Unexpected structural diversity in autotransporter adhesins

B Heras1, JJ Paxman2, A Lo1, J Vo1, GC Martinez-Ortiz1 and MA Schembri2

  1. Department of Biochemistry and Genetics, La Trobe Institute for Molecular Science, La Trobe University, Melbourne, VIC
  2. Australian Infectious Diseases Research Centre, School of Chemistry and Molecular Biosciences, The University of Queensland, Brisbane QLD 4072, Australia

Many persistent and chronic bacterial infections, including respiratory and urinary tract infections (UTIs), infections on medical devices and infections of the ear and heart, are associated with the formation of aggregates and biofilms that are difficult to treat. Thus, an increased understanding of the mechanisms employed by bacteria to form biofilms is essential for the development of strategies to combat these persistent and intrinsically resistant bacterial infections. One mechanism of bacterial aggregation and biofilm formation involves the expression of self-associating surface-located autotransporter (AT) proteins.
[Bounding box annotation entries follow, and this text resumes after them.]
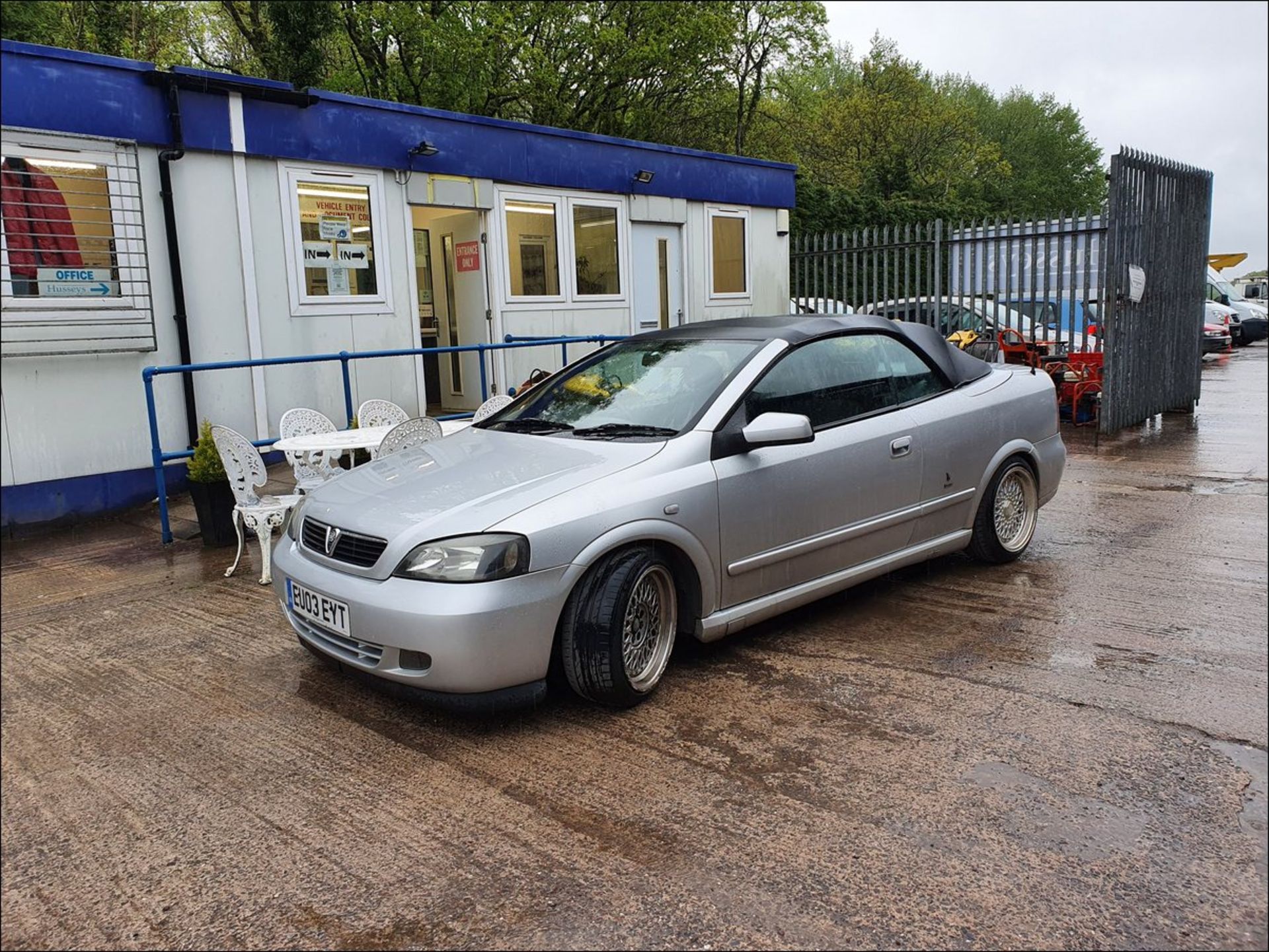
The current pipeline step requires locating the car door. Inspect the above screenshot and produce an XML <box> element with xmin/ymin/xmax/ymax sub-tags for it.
<box><xmin>713</xmin><ymin>334</ymin><xmax>921</xmax><ymax>607</ymax></box>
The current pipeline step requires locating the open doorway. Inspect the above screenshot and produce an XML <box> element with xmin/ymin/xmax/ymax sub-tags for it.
<box><xmin>410</xmin><ymin>205</ymin><xmax>488</xmax><ymax>416</ymax></box>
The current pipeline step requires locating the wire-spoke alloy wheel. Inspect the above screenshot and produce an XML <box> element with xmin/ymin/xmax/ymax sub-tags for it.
<box><xmin>968</xmin><ymin>455</ymin><xmax>1039</xmax><ymax>566</ymax></box>
<box><xmin>991</xmin><ymin>462</ymin><xmax>1038</xmax><ymax>553</ymax></box>
<box><xmin>557</xmin><ymin>544</ymin><xmax>679</xmax><ymax>708</ymax></box>
<box><xmin>622</xmin><ymin>566</ymin><xmax>677</xmax><ymax>694</ymax></box>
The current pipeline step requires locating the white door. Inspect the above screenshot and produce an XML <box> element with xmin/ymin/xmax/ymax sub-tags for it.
<box><xmin>631</xmin><ymin>222</ymin><xmax>683</xmax><ymax>334</ymax></box>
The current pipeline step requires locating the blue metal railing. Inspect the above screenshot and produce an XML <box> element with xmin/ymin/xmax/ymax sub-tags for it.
<box><xmin>141</xmin><ymin>335</ymin><xmax>622</xmax><ymax>545</ymax></box>
<box><xmin>502</xmin><ymin>334</ymin><xmax>627</xmax><ymax>367</ymax></box>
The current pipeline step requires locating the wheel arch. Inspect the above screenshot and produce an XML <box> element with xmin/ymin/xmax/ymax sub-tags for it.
<box><xmin>561</xmin><ymin>519</ymin><xmax>717</xmax><ymax>630</ymax></box>
<box><xmin>966</xmin><ymin>440</ymin><xmax>1043</xmax><ymax>529</ymax></box>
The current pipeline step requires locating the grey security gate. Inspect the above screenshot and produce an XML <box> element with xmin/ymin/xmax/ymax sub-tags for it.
<box><xmin>789</xmin><ymin>149</ymin><xmax>1212</xmax><ymax>432</ymax></box>
<box><xmin>1102</xmin><ymin>149</ymin><xmax>1212</xmax><ymax>433</ymax></box>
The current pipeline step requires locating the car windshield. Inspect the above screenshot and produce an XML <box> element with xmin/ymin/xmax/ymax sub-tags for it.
<box><xmin>479</xmin><ymin>337</ymin><xmax>759</xmax><ymax>439</ymax></box>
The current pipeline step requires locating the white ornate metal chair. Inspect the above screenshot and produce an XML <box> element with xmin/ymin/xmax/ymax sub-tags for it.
<box><xmin>357</xmin><ymin>400</ymin><xmax>410</xmax><ymax>426</ymax></box>
<box><xmin>472</xmin><ymin>393</ymin><xmax>512</xmax><ymax>423</ymax></box>
<box><xmin>375</xmin><ymin>417</ymin><xmax>444</xmax><ymax>458</ymax></box>
<box><xmin>212</xmin><ymin>426</ymin><xmax>302</xmax><ymax>585</ymax></box>
<box><xmin>278</xmin><ymin>407</ymin><xmax>344</xmax><ymax>492</ymax></box>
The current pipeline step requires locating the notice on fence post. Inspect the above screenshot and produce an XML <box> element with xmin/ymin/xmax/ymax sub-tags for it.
<box><xmin>1128</xmin><ymin>265</ymin><xmax>1146</xmax><ymax>305</ymax></box>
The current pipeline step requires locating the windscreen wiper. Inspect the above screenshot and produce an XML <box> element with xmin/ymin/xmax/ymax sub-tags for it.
<box><xmin>572</xmin><ymin>423</ymin><xmax>679</xmax><ymax>439</ymax></box>
<box><xmin>484</xmin><ymin>417</ymin><xmax>572</xmax><ymax>433</ymax></box>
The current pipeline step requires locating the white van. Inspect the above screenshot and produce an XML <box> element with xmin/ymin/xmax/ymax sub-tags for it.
<box><xmin>1207</xmin><ymin>268</ymin><xmax>1269</xmax><ymax>345</ymax></box>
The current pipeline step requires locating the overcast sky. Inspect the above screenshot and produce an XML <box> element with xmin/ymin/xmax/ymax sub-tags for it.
<box><xmin>825</xmin><ymin>0</ymin><xmax>1269</xmax><ymax>275</ymax></box>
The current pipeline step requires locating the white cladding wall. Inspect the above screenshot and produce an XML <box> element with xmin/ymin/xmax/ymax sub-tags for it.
<box><xmin>0</xmin><ymin>148</ymin><xmax>184</xmax><ymax>486</ymax></box>
<box><xmin>494</xmin><ymin>196</ymin><xmax>789</xmax><ymax>395</ymax></box>
<box><xmin>247</xmin><ymin>159</ymin><xmax>419</xmax><ymax>435</ymax></box>
<box><xmin>0</xmin><ymin>148</ymin><xmax>788</xmax><ymax>499</ymax></box>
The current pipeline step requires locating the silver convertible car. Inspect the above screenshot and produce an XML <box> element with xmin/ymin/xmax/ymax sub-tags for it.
<box><xmin>273</xmin><ymin>316</ymin><xmax>1066</xmax><ymax>710</ymax></box>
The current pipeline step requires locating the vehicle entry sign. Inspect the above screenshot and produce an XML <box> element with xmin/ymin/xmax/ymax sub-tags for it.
<box><xmin>335</xmin><ymin>242</ymin><xmax>371</xmax><ymax>268</ymax></box>
<box><xmin>305</xmin><ymin>241</ymin><xmax>335</xmax><ymax>268</ymax></box>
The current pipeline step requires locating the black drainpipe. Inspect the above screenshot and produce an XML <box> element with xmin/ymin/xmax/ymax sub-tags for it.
<box><xmin>146</xmin><ymin>70</ymin><xmax>317</xmax><ymax>446</ymax></box>
<box><xmin>157</xmin><ymin>73</ymin><xmax>198</xmax><ymax>446</ymax></box>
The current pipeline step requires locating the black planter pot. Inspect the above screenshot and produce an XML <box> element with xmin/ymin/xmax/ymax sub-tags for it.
<box><xmin>189</xmin><ymin>479</ymin><xmax>237</xmax><ymax>548</ymax></box>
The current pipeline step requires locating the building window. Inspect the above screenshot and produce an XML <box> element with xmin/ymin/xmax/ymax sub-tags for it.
<box><xmin>0</xmin><ymin>129</ymin><xmax>155</xmax><ymax>355</ymax></box>
<box><xmin>572</xmin><ymin>203</ymin><xmax>622</xmax><ymax>297</ymax></box>
<box><xmin>502</xmin><ymin>199</ymin><xmax>560</xmax><ymax>298</ymax></box>
<box><xmin>282</xmin><ymin>166</ymin><xmax>391</xmax><ymax>314</ymax></box>
<box><xmin>708</xmin><ymin>208</ymin><xmax>749</xmax><ymax>298</ymax></box>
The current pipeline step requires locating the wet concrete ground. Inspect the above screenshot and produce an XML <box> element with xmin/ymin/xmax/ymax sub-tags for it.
<box><xmin>3</xmin><ymin>345</ymin><xmax>1269</xmax><ymax>948</ymax></box>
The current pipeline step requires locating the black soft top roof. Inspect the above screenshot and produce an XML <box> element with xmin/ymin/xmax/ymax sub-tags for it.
<box><xmin>641</xmin><ymin>314</ymin><xmax>991</xmax><ymax>386</ymax></box>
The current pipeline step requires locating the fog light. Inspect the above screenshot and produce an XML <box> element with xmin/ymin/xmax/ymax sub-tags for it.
<box><xmin>400</xmin><ymin>647</ymin><xmax>432</xmax><ymax>671</ymax></box>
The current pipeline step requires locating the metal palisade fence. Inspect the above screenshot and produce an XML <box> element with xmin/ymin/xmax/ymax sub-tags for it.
<box><xmin>789</xmin><ymin>149</ymin><xmax>1212</xmax><ymax>432</ymax></box>
<box><xmin>1102</xmin><ymin>148</ymin><xmax>1212</xmax><ymax>432</ymax></box>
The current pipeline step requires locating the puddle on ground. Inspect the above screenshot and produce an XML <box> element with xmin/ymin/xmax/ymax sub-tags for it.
<box><xmin>1208</xmin><ymin>741</ymin><xmax>1269</xmax><ymax>883</ymax></box>
<box><xmin>960</xmin><ymin>760</ymin><xmax>1146</xmax><ymax>861</ymax></box>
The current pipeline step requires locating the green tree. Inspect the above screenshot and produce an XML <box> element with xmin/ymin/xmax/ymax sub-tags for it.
<box><xmin>953</xmin><ymin>84</ymin><xmax>1106</xmax><ymax>215</ymax></box>
<box><xmin>730</xmin><ymin>0</ymin><xmax>827</xmax><ymax>156</ymax></box>
<box><xmin>219</xmin><ymin>0</ymin><xmax>336</xmax><ymax>86</ymax></box>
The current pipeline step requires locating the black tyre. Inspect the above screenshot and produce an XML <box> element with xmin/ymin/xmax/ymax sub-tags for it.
<box><xmin>970</xmin><ymin>457</ymin><xmax>1039</xmax><ymax>564</ymax></box>
<box><xmin>560</xmin><ymin>545</ymin><xmax>679</xmax><ymax>708</ymax></box>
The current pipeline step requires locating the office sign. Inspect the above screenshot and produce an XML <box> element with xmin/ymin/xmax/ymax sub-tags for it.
<box><xmin>36</xmin><ymin>268</ymin><xmax>119</xmax><ymax>298</ymax></box>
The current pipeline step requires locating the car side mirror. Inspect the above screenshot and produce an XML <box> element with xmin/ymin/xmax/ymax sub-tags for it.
<box><xmin>740</xmin><ymin>414</ymin><xmax>815</xmax><ymax>447</ymax></box>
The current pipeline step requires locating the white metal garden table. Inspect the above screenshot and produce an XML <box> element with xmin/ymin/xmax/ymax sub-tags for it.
<box><xmin>270</xmin><ymin>420</ymin><xmax>472</xmax><ymax>466</ymax></box>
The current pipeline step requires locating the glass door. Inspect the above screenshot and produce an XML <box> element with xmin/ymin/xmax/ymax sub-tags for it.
<box><xmin>440</xmin><ymin>235</ymin><xmax>463</xmax><ymax>394</ymax></box>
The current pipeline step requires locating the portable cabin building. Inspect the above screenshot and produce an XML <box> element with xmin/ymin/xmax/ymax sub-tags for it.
<box><xmin>0</xmin><ymin>40</ymin><xmax>794</xmax><ymax>526</ymax></box>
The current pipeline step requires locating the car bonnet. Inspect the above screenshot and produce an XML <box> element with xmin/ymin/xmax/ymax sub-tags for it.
<box><xmin>303</xmin><ymin>429</ymin><xmax>665</xmax><ymax>542</ymax></box>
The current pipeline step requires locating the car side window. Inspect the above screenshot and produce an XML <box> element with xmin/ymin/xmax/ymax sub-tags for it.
<box><xmin>745</xmin><ymin>334</ymin><xmax>944</xmax><ymax>429</ymax></box>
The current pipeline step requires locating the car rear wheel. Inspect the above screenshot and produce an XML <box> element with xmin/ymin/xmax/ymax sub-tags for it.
<box><xmin>970</xmin><ymin>457</ymin><xmax>1039</xmax><ymax>564</ymax></box>
<box><xmin>560</xmin><ymin>545</ymin><xmax>679</xmax><ymax>708</ymax></box>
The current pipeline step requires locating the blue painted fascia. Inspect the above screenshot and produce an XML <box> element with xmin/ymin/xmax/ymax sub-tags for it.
<box><xmin>0</xmin><ymin>40</ymin><xmax>794</xmax><ymax>208</ymax></box>
<box><xmin>0</xmin><ymin>39</ymin><xmax>230</xmax><ymax>152</ymax></box>
<box><xmin>0</xmin><ymin>464</ymin><xmax>186</xmax><ymax>529</ymax></box>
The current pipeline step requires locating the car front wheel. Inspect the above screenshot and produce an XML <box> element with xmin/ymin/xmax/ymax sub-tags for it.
<box><xmin>970</xmin><ymin>457</ymin><xmax>1039</xmax><ymax>564</ymax></box>
<box><xmin>560</xmin><ymin>545</ymin><xmax>679</xmax><ymax>708</ymax></box>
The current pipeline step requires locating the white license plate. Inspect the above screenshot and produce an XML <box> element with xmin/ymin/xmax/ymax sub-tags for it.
<box><xmin>287</xmin><ymin>578</ymin><xmax>352</xmax><ymax>638</ymax></box>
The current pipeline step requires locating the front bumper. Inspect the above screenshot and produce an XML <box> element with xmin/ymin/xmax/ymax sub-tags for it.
<box><xmin>1203</xmin><ymin>334</ymin><xmax>1229</xmax><ymax>353</ymax></box>
<box><xmin>1240</xmin><ymin>317</ymin><xmax>1269</xmax><ymax>344</ymax></box>
<box><xmin>273</xmin><ymin>536</ymin><xmax>568</xmax><ymax>694</ymax></box>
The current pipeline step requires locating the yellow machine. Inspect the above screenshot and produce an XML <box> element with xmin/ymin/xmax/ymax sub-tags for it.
<box><xmin>1207</xmin><ymin>251</ymin><xmax>1247</xmax><ymax>272</ymax></box>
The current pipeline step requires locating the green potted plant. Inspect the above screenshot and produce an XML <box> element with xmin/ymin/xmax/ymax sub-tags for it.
<box><xmin>188</xmin><ymin>420</ymin><xmax>237</xmax><ymax>546</ymax></box>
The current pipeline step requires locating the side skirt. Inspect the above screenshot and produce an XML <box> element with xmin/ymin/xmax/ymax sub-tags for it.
<box><xmin>695</xmin><ymin>529</ymin><xmax>972</xmax><ymax>641</ymax></box>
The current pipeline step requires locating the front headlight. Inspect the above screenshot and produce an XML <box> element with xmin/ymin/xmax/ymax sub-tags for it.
<box><xmin>392</xmin><ymin>532</ymin><xmax>529</xmax><ymax>582</ymax></box>
<box><xmin>287</xmin><ymin>495</ymin><xmax>309</xmax><ymax>542</ymax></box>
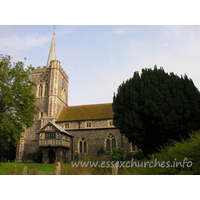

Our work focuses on investigating the structural diversity of AT proteins to understand how these proteins self associate and promote those virulence phenotypes. We have recently elucidated the structure of Antigen 43 (Ag43), an AT protein from uropathogenic E. coli (UPEC). Our studies have shown how Ag43's L-shaped structure drives the formation of cell aggregates via a molecular Velcro-like mechanism where AT molecules in neighbouring cells self associate in a head to tail manner. Furthermore, our recent studies on other AT from E. coli pathotypes using biophysical and molecular approaches show an unexpected diversity in 3D structure and mechanism of association, which results in different virulence functions. In this presentation I will describe our latest results demonstrating the structural diversity in the AT family and how this dictates different protein-protein interactions that determine their specific biological activity. We are also developing specific inhibitors of these interactions to block AT function and inhibit bacterial aggregation and biofilm formation.
References: [1] Heras B, Totsika M, Peters KM, Paxman JJ, Gee CL, Jarrott RJ, Perugini MA, Whitten AE and Schembri MA (2014) The antigen 43 structure reveals a molecular Velcro-like mechanism of autotransporter-mediated bacterial clumping, Proc Natl Acad Sci USA 111, 457-462.